Représentations à l’infini

Quelles que soient leur spécificité et leur amplitude, les foires d’art sont, partout dans le monde, d’éphémères états des lieux de la création. Si leur vocation est essentiellement commerciale, elles permettent néanmoins d’entrapercevoir les préoccupations, les angoisses, les espoirs d’une partie de l’humanité à un instant précis. La tendance qui se dégageait l’année dernière avec une forte présence de « black portraits » semble s’être considérablement amplifiée cette année. L’œuvre de Pascal Konan, qui montre un corps à la fois soutenu par la communauté des autres corps et séparé d’eux, pourrait en être un symbole.

Le corps, et plus précisément le corps noir, est la figure centrale qui revient sans cesse dans la majorité des galeries exposantes de cette édition d’1-54. Corps de femmes, corps d’hommes, corps entiers, corps amputés, corps colonisés, corps assumés, corps transformés, corps magnifiés, corps contraints, corps quotidiens, il serait possible de prolonger la liste à l’infini tant il y a de manières de représenter notre enveloppe charnelle. D’autant que les artistes contemporains ne s’interdisent aucun média : si la peinture domine largement, le corps est aussi abordé par la photographie, le collage, le tissage, le dessin et, plus rarement, la sculpture. Certains n’hésitent pas à mélanger les moyens d’expression, la broderie s’invitant souvent dans la peinture, et la peinture elle-même n’hésitant pas à s’imposer à la photographie.

Effet de rattrapage

Sans doute faut-il voir dans cette abondance de corps réalistes un effet de mode – le succès commercial de peintres comme la Britannique Lynette Yiadom-Boakye ou le Ghanéen Amoako Boaffo ayant peut-être inspiré certains créateurs.
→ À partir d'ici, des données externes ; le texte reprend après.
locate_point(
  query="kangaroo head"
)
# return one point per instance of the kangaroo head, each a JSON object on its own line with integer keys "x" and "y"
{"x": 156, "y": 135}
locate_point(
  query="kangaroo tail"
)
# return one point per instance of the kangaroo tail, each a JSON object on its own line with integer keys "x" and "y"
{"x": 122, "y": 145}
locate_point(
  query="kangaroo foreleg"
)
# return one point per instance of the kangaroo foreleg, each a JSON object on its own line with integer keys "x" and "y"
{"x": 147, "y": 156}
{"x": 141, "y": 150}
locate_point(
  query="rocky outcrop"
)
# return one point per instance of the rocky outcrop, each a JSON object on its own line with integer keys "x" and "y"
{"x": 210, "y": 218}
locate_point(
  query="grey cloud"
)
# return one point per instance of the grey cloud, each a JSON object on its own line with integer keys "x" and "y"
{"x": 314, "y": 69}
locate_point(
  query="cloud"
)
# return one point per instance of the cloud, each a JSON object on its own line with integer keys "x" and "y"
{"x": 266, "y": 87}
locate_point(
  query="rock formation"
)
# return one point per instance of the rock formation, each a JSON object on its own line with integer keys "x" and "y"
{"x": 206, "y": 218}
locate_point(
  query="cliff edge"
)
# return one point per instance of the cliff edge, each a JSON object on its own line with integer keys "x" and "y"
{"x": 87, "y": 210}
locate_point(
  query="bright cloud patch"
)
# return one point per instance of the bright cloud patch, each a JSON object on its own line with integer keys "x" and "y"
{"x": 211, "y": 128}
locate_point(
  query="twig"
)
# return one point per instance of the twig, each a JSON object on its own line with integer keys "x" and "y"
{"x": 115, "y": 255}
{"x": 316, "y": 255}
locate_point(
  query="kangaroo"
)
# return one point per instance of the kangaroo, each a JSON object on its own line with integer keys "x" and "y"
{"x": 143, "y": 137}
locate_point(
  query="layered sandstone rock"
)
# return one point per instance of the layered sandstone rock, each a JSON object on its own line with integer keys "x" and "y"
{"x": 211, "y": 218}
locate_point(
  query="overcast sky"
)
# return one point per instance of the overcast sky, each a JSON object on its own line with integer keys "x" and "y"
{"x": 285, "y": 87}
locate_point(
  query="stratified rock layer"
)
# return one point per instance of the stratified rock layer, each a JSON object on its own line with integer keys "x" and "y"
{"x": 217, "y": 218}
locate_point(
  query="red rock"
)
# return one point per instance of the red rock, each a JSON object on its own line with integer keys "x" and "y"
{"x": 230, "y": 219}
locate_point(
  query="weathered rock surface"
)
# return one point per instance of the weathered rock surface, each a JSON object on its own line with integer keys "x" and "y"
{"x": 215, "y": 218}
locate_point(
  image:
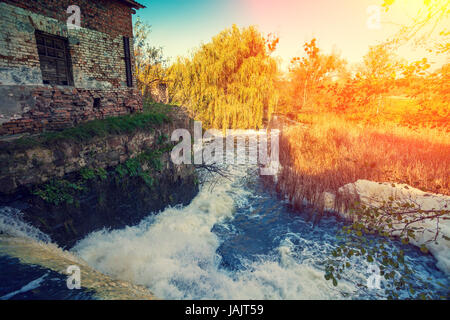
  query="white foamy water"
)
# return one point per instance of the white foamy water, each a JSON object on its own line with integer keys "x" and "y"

Sans doute faut-il y voir, aussi, un effet de rattrapage. Pendant des années, le corps noir a été exclu d’une histoire de l’art dominée par l’Occident. Pour le moins, placé à sa périphérie, tantôt sujet subalterne, tantôt projection exotisante et érotisante d’artistes occidentaux voyageurs, comme l’a bien montré l’exposition Le modèle noir de Géricault à Matisse au Musée d’Orsay, à Paris, en 2019. Désormais, avec force et détermination, l’individu noir n’est plus objet mais sujet, il s’affirme et clame fièrement son existence.

Rendre le regard

Présenté par la galerie Éric Dupont, le Béninois Roméo Mivekannin se place dans cette perspective avec sa série sur les « modèles de l’histoire de l’art ». Reprenant des toiles célèbres de l’histoire comme Le repos des modèles (1905) de Felix Vallotton, ou Janissaire et Eunuque (1876) de Benjamin Constant, l’artiste les réinterprète à sa manière en redonnant un regard à ceux qui en ont été privés.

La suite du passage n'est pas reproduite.